En vue d’arrimer le fonctionnement des sociétés à capitaux publics aux exigences des lois camerounaises et répondre aux impératifs de performance, le président de la République du Cameroun, Paul Biya, a annoncé, le 10 février, un renouvellement à venir des dirigeants des sociétés d’Etat. L’annonce intervient dans un contexte de fortes attentes sociales dans des secteurs gérés par l’Etat et de dénonciation, par la société civile et des universitaires, de la longévité à certains postes de décision.
“J’entends veiller à ce qu’un plus grand nombre d’entre vous, hommes comme femmes, se voient progressivement confier des responsabilités élevées, dans la gestion des affaires publiques. Diverses opportunités me viennent à l’esprit à cet égard : le renouvellement, en préparation, des dirigeants des sociétés d’Etat…”
Paul Biya, Président de la République, Cameroun
En s’adressant aux jeunes le 10 février 2026, le président Paul Biya a présenté le cap des nominations à venir, outre les membres du gouvernement, des changements fortement attendus depuis la présidentielle du 12 octobre 2025. Au Cameroun, les sociétés d’État interviennent dans des secteurs clés : électricité, eau, télécommunications, hydrocarbures, développement local, agriculture, médias, emploi, transport aérien ou encore portuaire. Cependant, leur performance est régulièrement remise en question du fait de déficits chroniques, de mauvaises prestations de service public et de difficultés de gouvernance souvent attribuées à la longévité de certains dirigeants en poste.
“Nous avons une longévité assez impressionnante, nous avons des records impressionnants, nous avons des gens qui ont fait 36 ans, 40 ans. Je pense que le record que nous avons, c’est le directeur général adjoint de la SEMRY qui entre à sa 44ème année au poste de directeur général. Nous avons des anciens gouverneurs, des anciens ministres qui sont PCA depuis 30 ans, depuis 20 ans, alors que la loi prévoit que ce soit exactement 6 ans cumulés pour les PCA et neuf ans cumulés pour les directeurs généraux.”

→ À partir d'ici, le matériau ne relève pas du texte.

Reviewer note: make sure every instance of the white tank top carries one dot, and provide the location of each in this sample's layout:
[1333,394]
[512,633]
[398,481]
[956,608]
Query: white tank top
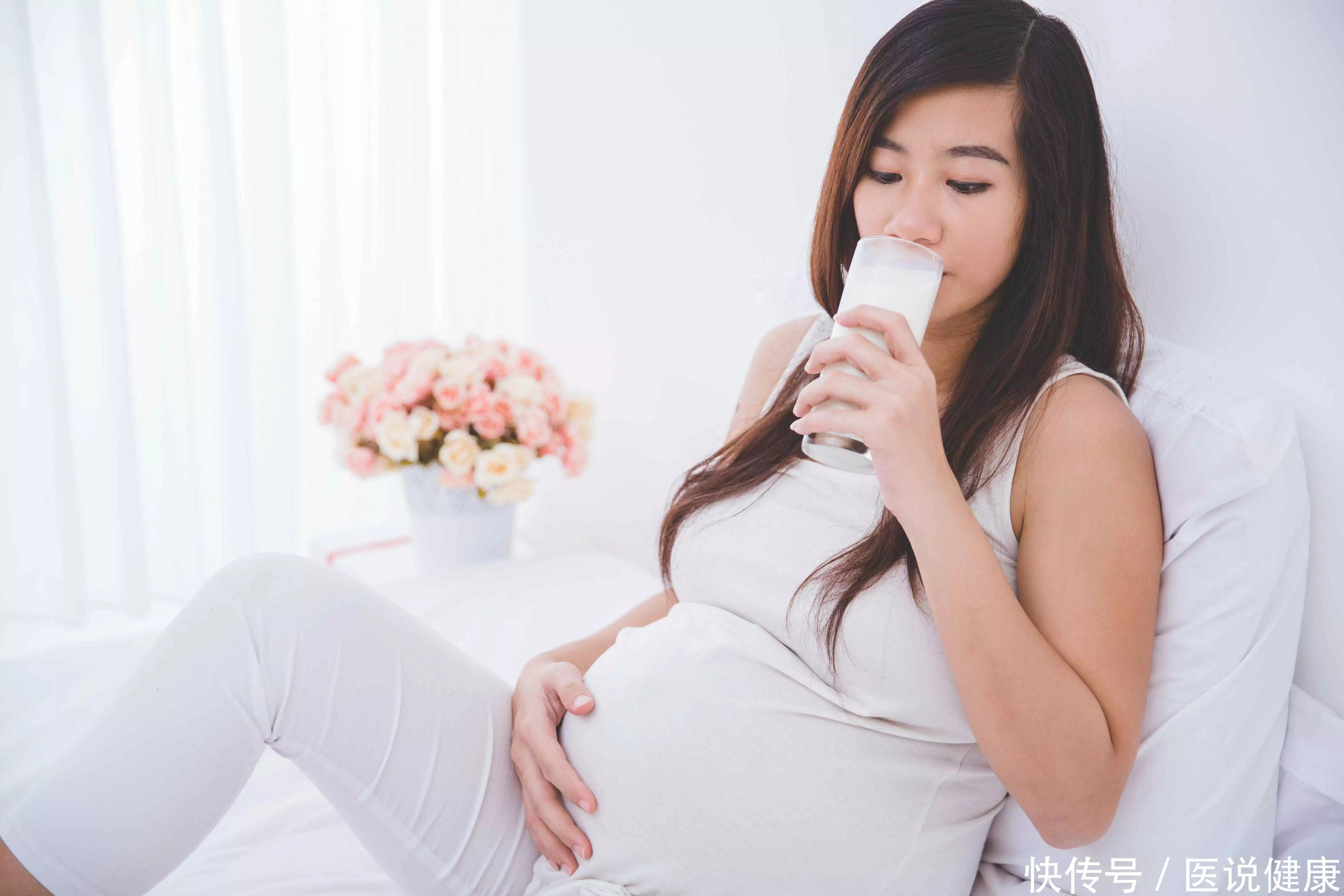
[722,756]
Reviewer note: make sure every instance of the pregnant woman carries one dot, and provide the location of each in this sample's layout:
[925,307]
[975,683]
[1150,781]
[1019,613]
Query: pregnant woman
[847,673]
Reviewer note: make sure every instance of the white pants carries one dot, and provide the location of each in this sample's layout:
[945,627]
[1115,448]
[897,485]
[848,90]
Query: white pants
[406,735]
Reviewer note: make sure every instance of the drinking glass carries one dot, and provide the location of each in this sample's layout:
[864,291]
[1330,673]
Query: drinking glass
[892,273]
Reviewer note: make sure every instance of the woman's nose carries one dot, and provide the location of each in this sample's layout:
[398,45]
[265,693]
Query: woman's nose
[916,220]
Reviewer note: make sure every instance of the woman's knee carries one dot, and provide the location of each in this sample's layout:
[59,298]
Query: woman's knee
[273,582]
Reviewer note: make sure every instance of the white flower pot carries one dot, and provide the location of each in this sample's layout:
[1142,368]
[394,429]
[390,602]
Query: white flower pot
[452,527]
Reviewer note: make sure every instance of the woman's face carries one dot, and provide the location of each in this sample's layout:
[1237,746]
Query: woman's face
[947,175]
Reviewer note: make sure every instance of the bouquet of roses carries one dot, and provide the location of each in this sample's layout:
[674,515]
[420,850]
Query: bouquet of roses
[483,413]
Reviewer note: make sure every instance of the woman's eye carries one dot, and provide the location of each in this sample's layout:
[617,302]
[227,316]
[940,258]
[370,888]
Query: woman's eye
[968,187]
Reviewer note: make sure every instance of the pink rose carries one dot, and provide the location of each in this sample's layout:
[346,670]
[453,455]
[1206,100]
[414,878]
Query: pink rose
[362,460]
[491,426]
[553,404]
[397,358]
[449,395]
[378,409]
[449,421]
[342,364]
[534,429]
[416,386]
[556,445]
[353,417]
[478,402]
[576,459]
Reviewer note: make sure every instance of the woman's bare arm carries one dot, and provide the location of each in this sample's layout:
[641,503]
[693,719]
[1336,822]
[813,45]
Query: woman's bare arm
[585,652]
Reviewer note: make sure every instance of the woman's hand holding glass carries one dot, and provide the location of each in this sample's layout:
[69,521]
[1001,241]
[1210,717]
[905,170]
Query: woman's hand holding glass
[897,413]
[546,691]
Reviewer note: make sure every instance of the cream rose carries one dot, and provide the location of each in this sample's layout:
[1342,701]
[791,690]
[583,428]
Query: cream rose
[578,413]
[422,422]
[359,383]
[502,464]
[459,453]
[396,440]
[511,491]
[462,370]
[521,390]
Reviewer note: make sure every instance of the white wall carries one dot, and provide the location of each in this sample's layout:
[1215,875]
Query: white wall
[674,158]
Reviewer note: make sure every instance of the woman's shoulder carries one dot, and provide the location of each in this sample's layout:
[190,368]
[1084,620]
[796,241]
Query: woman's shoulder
[768,364]
[1081,437]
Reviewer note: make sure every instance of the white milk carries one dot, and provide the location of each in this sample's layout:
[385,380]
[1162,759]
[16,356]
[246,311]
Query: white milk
[909,292]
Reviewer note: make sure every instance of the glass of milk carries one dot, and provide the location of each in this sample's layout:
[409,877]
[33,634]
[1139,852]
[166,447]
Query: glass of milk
[888,273]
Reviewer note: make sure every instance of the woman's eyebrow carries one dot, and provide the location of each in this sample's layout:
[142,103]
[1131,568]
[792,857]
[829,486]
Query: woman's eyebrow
[979,152]
[976,152]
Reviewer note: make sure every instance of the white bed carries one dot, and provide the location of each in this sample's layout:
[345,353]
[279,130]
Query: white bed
[1225,734]
[281,838]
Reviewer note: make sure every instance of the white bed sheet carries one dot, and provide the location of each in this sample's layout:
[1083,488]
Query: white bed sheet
[283,839]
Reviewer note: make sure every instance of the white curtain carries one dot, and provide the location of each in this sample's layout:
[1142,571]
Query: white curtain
[202,205]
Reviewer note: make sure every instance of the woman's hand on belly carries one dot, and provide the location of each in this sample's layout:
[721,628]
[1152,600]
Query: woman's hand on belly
[546,691]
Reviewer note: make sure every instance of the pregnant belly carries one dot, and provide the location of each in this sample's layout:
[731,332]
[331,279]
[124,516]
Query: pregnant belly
[721,766]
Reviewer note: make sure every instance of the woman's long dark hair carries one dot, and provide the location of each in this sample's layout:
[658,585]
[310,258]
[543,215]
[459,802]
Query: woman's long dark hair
[1066,291]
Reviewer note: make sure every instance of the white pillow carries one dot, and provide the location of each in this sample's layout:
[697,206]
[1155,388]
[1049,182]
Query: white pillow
[1230,610]
[1310,823]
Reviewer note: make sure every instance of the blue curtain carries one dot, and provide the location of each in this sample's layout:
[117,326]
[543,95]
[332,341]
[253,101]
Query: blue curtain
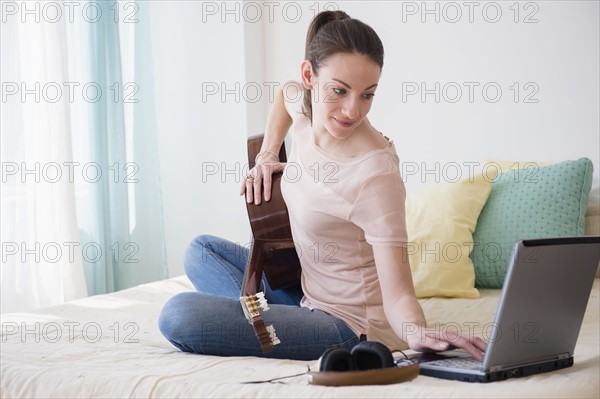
[120,215]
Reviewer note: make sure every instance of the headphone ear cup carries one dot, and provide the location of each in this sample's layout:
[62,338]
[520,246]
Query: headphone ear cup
[368,355]
[336,359]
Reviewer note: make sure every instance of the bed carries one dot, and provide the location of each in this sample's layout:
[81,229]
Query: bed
[110,346]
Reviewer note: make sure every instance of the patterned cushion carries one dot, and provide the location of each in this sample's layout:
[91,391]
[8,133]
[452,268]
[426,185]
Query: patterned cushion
[526,203]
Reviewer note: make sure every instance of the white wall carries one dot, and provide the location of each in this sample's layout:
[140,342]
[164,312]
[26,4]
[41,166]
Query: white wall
[559,55]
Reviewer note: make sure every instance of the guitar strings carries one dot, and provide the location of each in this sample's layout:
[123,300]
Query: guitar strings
[275,380]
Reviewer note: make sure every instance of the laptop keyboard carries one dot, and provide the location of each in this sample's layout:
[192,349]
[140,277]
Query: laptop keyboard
[458,363]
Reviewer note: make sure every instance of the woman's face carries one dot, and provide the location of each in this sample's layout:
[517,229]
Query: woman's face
[342,93]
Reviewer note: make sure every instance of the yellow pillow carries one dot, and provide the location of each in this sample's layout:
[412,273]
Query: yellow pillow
[440,221]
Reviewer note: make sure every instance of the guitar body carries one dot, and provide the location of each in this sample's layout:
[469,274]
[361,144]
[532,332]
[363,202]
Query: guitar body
[273,252]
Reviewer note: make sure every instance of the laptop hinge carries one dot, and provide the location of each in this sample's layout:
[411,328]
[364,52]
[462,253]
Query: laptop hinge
[560,356]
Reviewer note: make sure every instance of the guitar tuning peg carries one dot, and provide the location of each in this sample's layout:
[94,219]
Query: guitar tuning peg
[274,339]
[262,301]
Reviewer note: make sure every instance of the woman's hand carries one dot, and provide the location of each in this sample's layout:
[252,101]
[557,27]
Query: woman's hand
[430,339]
[261,175]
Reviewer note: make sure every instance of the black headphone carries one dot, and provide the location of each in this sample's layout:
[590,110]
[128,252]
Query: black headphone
[366,355]
[369,363]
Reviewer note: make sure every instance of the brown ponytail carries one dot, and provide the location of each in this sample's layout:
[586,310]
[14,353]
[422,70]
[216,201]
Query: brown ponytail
[332,32]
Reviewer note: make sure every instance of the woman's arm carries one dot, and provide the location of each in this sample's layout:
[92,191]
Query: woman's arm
[278,123]
[404,312]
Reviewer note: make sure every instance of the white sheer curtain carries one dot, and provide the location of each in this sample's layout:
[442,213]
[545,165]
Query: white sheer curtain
[81,193]
[41,265]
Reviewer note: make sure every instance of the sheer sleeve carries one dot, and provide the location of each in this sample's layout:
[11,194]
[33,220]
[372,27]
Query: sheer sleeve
[379,210]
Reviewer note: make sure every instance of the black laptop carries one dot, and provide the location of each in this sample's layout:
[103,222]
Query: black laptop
[541,308]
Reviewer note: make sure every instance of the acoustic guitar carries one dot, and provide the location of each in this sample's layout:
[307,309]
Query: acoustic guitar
[272,253]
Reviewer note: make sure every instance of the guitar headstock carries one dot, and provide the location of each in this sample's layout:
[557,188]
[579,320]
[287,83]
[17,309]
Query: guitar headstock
[252,306]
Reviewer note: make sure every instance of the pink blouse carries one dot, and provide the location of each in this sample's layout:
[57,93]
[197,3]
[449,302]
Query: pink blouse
[339,208]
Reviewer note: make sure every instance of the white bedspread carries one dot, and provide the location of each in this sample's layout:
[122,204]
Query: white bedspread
[110,346]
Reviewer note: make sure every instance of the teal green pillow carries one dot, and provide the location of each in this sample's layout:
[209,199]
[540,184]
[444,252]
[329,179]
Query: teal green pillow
[538,202]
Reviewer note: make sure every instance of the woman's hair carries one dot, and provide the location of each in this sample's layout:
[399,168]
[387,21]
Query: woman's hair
[332,32]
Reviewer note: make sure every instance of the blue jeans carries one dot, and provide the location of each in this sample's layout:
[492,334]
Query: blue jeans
[211,321]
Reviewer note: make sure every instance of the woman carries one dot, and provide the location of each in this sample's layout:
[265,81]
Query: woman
[346,206]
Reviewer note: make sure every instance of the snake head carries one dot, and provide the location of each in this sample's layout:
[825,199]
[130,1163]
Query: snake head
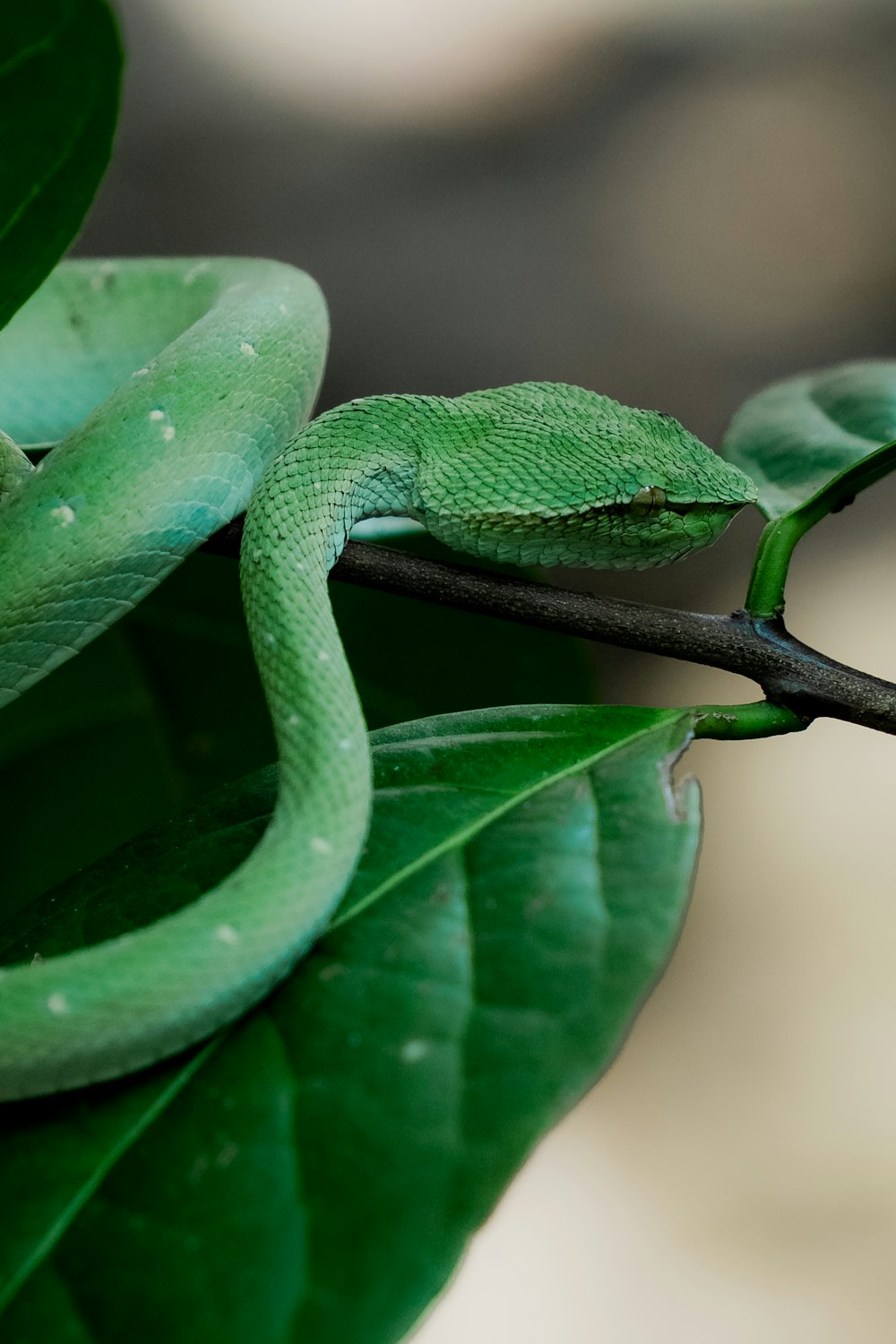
[546,473]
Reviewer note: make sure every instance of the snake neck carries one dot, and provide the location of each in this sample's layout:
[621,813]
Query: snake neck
[354,462]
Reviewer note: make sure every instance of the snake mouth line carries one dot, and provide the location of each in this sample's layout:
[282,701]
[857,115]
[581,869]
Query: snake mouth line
[668,507]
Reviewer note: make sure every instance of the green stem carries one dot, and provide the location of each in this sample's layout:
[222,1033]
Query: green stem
[766,593]
[737,722]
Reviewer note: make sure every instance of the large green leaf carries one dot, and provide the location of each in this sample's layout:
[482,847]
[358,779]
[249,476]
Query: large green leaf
[793,437]
[59,75]
[319,1174]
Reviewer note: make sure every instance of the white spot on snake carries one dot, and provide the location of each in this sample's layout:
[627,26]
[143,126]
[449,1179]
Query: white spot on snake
[195,271]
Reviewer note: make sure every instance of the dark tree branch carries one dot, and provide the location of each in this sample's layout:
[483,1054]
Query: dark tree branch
[788,671]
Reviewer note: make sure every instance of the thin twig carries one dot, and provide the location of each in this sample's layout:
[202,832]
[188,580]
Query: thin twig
[788,672]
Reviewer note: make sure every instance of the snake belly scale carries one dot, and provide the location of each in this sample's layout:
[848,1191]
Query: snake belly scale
[177,392]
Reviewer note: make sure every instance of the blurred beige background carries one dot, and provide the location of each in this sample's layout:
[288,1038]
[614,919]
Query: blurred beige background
[673,203]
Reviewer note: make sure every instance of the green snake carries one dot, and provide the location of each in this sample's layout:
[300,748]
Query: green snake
[177,392]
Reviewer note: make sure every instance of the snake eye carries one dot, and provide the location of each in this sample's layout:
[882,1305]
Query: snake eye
[648,500]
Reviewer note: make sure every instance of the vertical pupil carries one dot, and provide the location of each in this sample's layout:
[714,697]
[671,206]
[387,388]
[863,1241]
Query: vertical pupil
[649,499]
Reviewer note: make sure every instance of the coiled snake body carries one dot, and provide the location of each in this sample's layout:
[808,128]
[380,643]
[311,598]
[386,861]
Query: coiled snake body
[171,386]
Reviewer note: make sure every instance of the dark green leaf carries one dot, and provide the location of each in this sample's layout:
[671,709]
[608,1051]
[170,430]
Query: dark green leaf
[793,437]
[320,1174]
[59,74]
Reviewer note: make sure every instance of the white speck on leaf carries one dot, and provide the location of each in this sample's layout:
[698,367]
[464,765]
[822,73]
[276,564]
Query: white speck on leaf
[102,276]
[190,276]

Viviane Ondoua Biwolé, Professeure des universités, experte en gouvernance – Cameroun
Les mandats des administrateurs et directeurs généraux des sociétés d’Etat sont encadrés par les lois du 12 juillet 2017 sur le statut général des entreprises et des établissements publics au Cameroun et les décrets d’application desdites lois, signés en 2019. Dans une étude prospective à l’horizon 2026, produite en 2024, la professeure Viviane Ondoua Biwolé, spécialiste de management public et de gouvernance, relevait des dysfonctionnements avec des directeurs généraux cumulant des fonctions avec celles de DG, des structures avec des postes de président de conseil d’administration vacant, des dirigeants illégaux dans au moins 46 entreprises sur 53 étudiées. L’annonce du président de la République le 10 février 2026 suscite ainsi de fortes attentes.
“Du point de vue de la positivité de cette annonce, on peut se dire qu’enfin nous allons rentrer dans une République exemplaire; nous allons rentrer dans un cycle normal.” En réalité on n’a pas besoin d’être jeune pour occuper un poste, on a besoin d’être compétent et les compétences sont dans la population des jeunes et des vieux. Je pense que si le cycle se fait normalement tout le monde a sa place dans cet environnement.”
Viviane Ondoua Biwolé, Professeure des universités, experte en gouvernance – Cameroun
Le Cameroun compte 35 entreprises publiques et 75 établissements publics. Le renouvellement annoncé à la tête des sociétés d’État apparaît ainsi comme un enjeu stratégique pour la performance économique et la gouvernance publique; dans un contexte marqué par des exigences accrues de transparence, de rentabilité et de qualité de service.